Не то случилось летом 1840 года. Едва «Герой нашего времени» вышел в свет, журналы проявили подозрительную быстроту.
Совершилось именно то, что предвидел Гоголь, когда в «Мертвых душах» коснулся «так называемых патриотов». Гоголь писал, что они «спокойно сидят себе по углам и занимаются совершенно посторонними делами, накопляют себе капитальцы, устраивая судьбу свою на счет других; но как только случится что-нибудь, по мнению их, оскорбительное для отечества, появится какая-нибудь книга, в которой скажется иногда горькая правда, – они выбегут из всех углов, как науки, увидевшие, что запуталась в паутину муха, и подымут вдруг крики: «Да хорошо ли выводить это на свет, провозглашать об этом? Ведь это все, что ни описано здесь, это все наше, – хорошо ли это? А что скажут иностранцы? Разве весело слышать дурное мнение о себе?»
Правда, никто пока не читал этих строк в печати, еще только увез с собой Гоголь черновые листы «Мертвых душ», чтобы, примостясь где-нибудь в Риме, терпеливо приводить в порядок свое создание. Но едва появилась в Петербурге книга Лермонтова, в которой сказалась горькая правда, тотчас сбежались из всех углов, из всех журнальных подворотен растревоженные пауки.

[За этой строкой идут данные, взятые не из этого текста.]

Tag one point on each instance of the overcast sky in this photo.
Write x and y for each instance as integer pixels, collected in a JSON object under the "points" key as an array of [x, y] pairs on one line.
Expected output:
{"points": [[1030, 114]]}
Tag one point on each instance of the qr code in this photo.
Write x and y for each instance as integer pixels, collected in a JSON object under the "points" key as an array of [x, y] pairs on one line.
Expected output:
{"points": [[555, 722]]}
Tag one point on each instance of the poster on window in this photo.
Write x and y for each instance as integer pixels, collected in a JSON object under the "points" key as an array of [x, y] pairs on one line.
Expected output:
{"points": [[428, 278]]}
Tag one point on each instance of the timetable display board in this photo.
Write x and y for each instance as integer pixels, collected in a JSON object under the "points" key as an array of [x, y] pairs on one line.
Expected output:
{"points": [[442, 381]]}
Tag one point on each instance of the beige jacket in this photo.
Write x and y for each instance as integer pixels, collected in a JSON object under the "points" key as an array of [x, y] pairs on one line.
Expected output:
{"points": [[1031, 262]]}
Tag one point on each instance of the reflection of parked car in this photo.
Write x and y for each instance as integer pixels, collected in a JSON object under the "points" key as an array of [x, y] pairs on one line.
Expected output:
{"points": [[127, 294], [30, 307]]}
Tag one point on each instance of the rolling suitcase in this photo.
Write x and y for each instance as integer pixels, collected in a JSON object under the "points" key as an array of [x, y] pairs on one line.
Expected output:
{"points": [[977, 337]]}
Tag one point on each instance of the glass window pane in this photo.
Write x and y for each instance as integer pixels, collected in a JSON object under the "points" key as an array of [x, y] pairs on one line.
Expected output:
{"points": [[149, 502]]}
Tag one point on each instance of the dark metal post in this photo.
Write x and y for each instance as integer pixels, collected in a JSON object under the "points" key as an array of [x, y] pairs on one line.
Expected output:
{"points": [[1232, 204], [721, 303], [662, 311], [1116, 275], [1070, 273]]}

Первым высказался в «Библиотеке для чтения» профессор Сенковский. Ему, чай, тоже больно, когда печатают клевету на соотечественников. Автор романа, по его словам, «надел плащ истины на преувеличения». Иначе говоря – автор выдает за истину собственные фантазии, в которых сознательно преувеличены отрицательные явления русской жизни…
Николай Полевой следом за профессором Сенковским объявил свое мнение в «Сыне отечества» куда откровеннее.
«Критике здесь торопиться нечего, – плел паутину бывший либерал, – критика всегда успеет догнать больные создания, влекущиеся между жизнью и смертью, в малый промежуток их бедного, эфемерного бытия…»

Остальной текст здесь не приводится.